The AVN contains small cells and conducts slowly; it therefore delays the impulse for ∼120 ms, allowing time for atrial contraction to complete ventricular filling. Once complete, effective pumping requires rapid activation throughout the ventricles, and the impulse is transmitted from the AVN by specialized, wide and thus fast conducting myocytes in the bundle of His and Purkinje fibres, by which it is distributed over the inner surface of both ventricles (Fig. 17c). From here, a wave of depolarization and contraction moves from myocyte to myocyte across the endocardium until the whole ventricular mass is activated.
Electrocardiogram (Fig. 17d). The waves of depolarization through the heart cause local currents in surrounding fluid, which are detected at the body surface as small changes in voltage. This forms the basis of the electrocardiogram (ECG). The classical ECG records the voltage between the left and right arm (lead I), the right arm and left leg (lead II), and the left arm and left leg (lead III). This is represented by Einthoven’s triangle (Fig. 17d). The size of voltage at any time depends on the quantity of muscle depolarizing (more cells generate more current), and the direction in which the wave of depolarization is travelling (i.e. it is a vector quantity). Thus, lead II normally shows the largest deflection during ventricular depolarization, as the muscle mass is greatest and depolarization travels from apex to base, more or less parallel to a line from the left hip to the right shoulder. The basic interpretation of the ECG is described in Chapter 18.

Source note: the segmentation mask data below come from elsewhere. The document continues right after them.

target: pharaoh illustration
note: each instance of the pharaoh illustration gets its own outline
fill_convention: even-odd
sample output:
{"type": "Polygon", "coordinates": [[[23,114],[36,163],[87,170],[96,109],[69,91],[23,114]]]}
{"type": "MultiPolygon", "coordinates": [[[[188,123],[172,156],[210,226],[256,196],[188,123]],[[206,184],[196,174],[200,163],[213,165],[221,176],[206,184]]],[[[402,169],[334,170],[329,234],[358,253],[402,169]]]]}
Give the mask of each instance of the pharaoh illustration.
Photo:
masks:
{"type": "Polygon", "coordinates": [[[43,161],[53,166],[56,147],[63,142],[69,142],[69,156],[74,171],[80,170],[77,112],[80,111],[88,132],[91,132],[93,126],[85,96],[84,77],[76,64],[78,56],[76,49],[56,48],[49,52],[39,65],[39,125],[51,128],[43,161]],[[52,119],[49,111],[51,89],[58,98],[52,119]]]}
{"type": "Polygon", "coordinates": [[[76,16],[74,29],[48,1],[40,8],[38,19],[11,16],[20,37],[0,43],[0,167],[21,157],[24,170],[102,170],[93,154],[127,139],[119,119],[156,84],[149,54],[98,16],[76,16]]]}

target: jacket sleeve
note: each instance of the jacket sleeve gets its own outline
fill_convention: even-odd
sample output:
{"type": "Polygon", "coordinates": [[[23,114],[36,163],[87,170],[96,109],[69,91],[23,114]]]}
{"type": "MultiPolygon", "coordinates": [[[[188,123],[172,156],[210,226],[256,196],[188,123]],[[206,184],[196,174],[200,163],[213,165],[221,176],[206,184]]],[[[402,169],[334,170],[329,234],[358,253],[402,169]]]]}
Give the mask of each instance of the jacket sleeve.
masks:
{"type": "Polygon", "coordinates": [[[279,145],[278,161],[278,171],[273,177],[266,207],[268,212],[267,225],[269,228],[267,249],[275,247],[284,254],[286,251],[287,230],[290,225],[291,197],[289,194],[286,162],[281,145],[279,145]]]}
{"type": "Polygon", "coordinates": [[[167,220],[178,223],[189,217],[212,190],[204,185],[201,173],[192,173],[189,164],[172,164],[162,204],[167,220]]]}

The heart requires a rich blood supply, which is derived from the left and right coronary arteries arising from the aortic sinus (Fig. 17e). Cardiac muscle has an extensive system of capillaries. Most of the blood returns to the right atrium via the coronary sinus. The large and small coronary veins run parallel to the right coronary arteries, and empty into the coronary sinus. Small vessels, such as the thebesian veins, empty into the cardiac chambers directly. The left ventricle is mostly supplied by the left coronary artery; occlusion in coronary artery disease can lead to serious damage. The coronary circulation is, however, capable of developing a good collateral system over time, where new arteries by-pass occlusions and improve perfusion. During systole, contraction of the ventricles compresses the coronary arteries and suppresses blood flow; this is of greatest effect in the left ventricle, where during systole the ventricular pressure is the same as or greater than that in the arteries. As a result, more than 85% of left ventricular perfusion occurs during diastole. This is problematic in disease if the heart rate is increased (e.g. exercise), as the diastolic interval is shorter.